The IBM License Metric Tool (ILMT) is a tracking tool published by IBM. It is designed for IBM software customers to report consumption of IBM software licensed under Processor Value Unit (PVU) metric.
ILMT is one of the compulsory requirements for IBM customers who want to benefit from IBM’s Sub-Capacity (virtualization capacity) licensing terms.
Unless certain exception criteria are met, IBM software customers will be required to license all IBM PVU software under IBM’s Full-Capacity terms without ILMT deployment.
Instead of paying for only the virtual core capacities consumed by IBM PVU applications, all available cores in physical hosts or clusters that can ‘theoretically’ be accessed by IBM applications are subject to licensing under Full-Capacity terms.
If the situation is identified in an IBM license review, IBM customers can be exposed to license liability that is typically 8 – 12 times higher than their existing spend on IBM PVU software (depending on the ratio between virtual capacity assigned to IBM software and the physical capacity available).
Based on industry experience, Sub-Capacity violation caused by absence or misconfiguration of ILMT is one of the most common compliance violations.
IBM customers are increasingly aware of the importance of deploying ILMT to remain compliant with IBM’s software license agreement terms.
However, ILMT deployment alone is not sufficient for a customer to meet IBM’s Sub-Capacity eligibility criteria.
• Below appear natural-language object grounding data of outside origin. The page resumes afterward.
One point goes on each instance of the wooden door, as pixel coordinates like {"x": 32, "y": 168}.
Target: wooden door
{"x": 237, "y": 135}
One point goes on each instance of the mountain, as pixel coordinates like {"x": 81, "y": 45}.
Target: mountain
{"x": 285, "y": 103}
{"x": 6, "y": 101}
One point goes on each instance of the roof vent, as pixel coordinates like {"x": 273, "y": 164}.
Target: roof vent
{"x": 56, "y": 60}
The common violation of Sub-Capacity terms for IBM customers with ILMT deployment are summarized below:
Summary Table of Sub-Capacity Violation Risks
Issue | Impact |
No quarterly reports | Entire estate |
Outdated ILMT | Entire estate |
PVU software instance not cover by ILMT | Impacted instances |
ILMT Scan failures | Impacted instances |
Incorrect bundling | Impacted instances |
Old OSes | Impacted instances |
Breaking 90-day deployment rule | Impacted instances |
As part of the eligibility criteria for Sub-Capacity licensing discounts, IBM customers need to generate, verify and store ILMT reports quarterly. If they don’t, the entire customer estate will lose Sub-Capacity licensing eligibility.
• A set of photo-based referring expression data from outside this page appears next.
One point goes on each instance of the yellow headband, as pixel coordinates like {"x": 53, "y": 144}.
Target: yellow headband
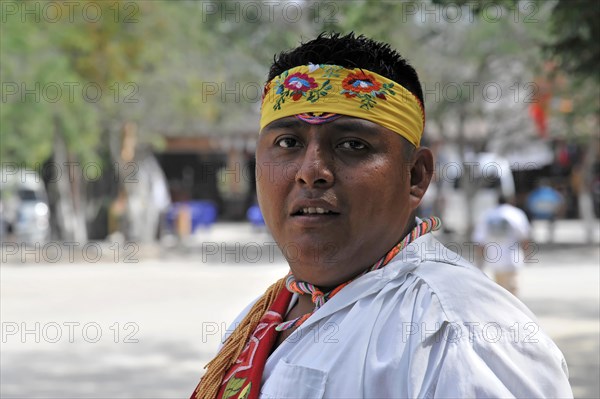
{"x": 353, "y": 92}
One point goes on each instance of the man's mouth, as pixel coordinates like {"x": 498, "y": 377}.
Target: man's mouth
{"x": 313, "y": 211}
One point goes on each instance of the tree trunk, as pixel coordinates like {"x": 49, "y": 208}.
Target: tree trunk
{"x": 68, "y": 194}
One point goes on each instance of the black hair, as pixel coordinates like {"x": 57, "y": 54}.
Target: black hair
{"x": 351, "y": 51}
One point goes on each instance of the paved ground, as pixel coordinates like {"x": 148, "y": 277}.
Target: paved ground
{"x": 77, "y": 329}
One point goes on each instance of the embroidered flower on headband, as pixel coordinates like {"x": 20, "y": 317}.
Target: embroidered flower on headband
{"x": 296, "y": 86}
{"x": 299, "y": 84}
{"x": 366, "y": 88}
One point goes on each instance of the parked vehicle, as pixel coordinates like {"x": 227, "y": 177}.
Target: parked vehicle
{"x": 25, "y": 215}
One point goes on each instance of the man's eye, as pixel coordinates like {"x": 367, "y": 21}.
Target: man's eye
{"x": 287, "y": 142}
{"x": 353, "y": 145}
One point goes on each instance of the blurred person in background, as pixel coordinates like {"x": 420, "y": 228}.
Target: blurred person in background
{"x": 373, "y": 306}
{"x": 502, "y": 236}
{"x": 546, "y": 203}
If a customer is using a version of ILMT that is not up-to-date (e.g. version 7.5 which is no longer supported by IBM), the entire customer estate will risk losing Sub-Capacity licensing eligibility.
IBM software is often deployed on non-Windows infrastructure, making its detection and identification challenging for IBM customers who wish to selectively deploy ILMT agents only on servers with IBM software. If an instance of IBM PVU software is not captured by ILMT, it is not eligible for Sub-Capacity licensing.
ILMT agent scans and capacity scans can often fail due to disk space, compatibility, and credential issues. Any instance of IBM PVU software not correctly reported by ILMT due to these issues may no longer be eligible for Sub-Capacity licensing.
ILMT detects IBM software signatures but cannot automatically “bundle” most of them into accurate license titles “out of the box”. Knowledge of specific license entitlement, license restrictions and signature dependency is required to accurately “bundle” IBM software signatures for reporting. If an instance of IBM PVU software is not correctly reported due to an error in bundling, it is not eligible for Sub-Capacity licensing.
If customers deploy PVU software on Operating Systems that are no longer eligible for Sub-Capacity (e.g. Windows Server 2003), all instances deployed on the impacted OSes are not eligible for Sub-Capacity licensing.
If a customer fails to deploy the ILMT agent within 90 days after they deploy IBM PVU software on the same virtual server, this instance of IBM PVU software will no longer be eligible for Sub-Capacity licensing.
The opinion expressed in this article is based on FisherITS’ interpretation on various software licensing terms and conditions published by IBM and may differ from IBM’s own interpretation of such terms and conditions.
FisherITS shall not be held responsible for any action taken as a result of the information or advice shared in this article.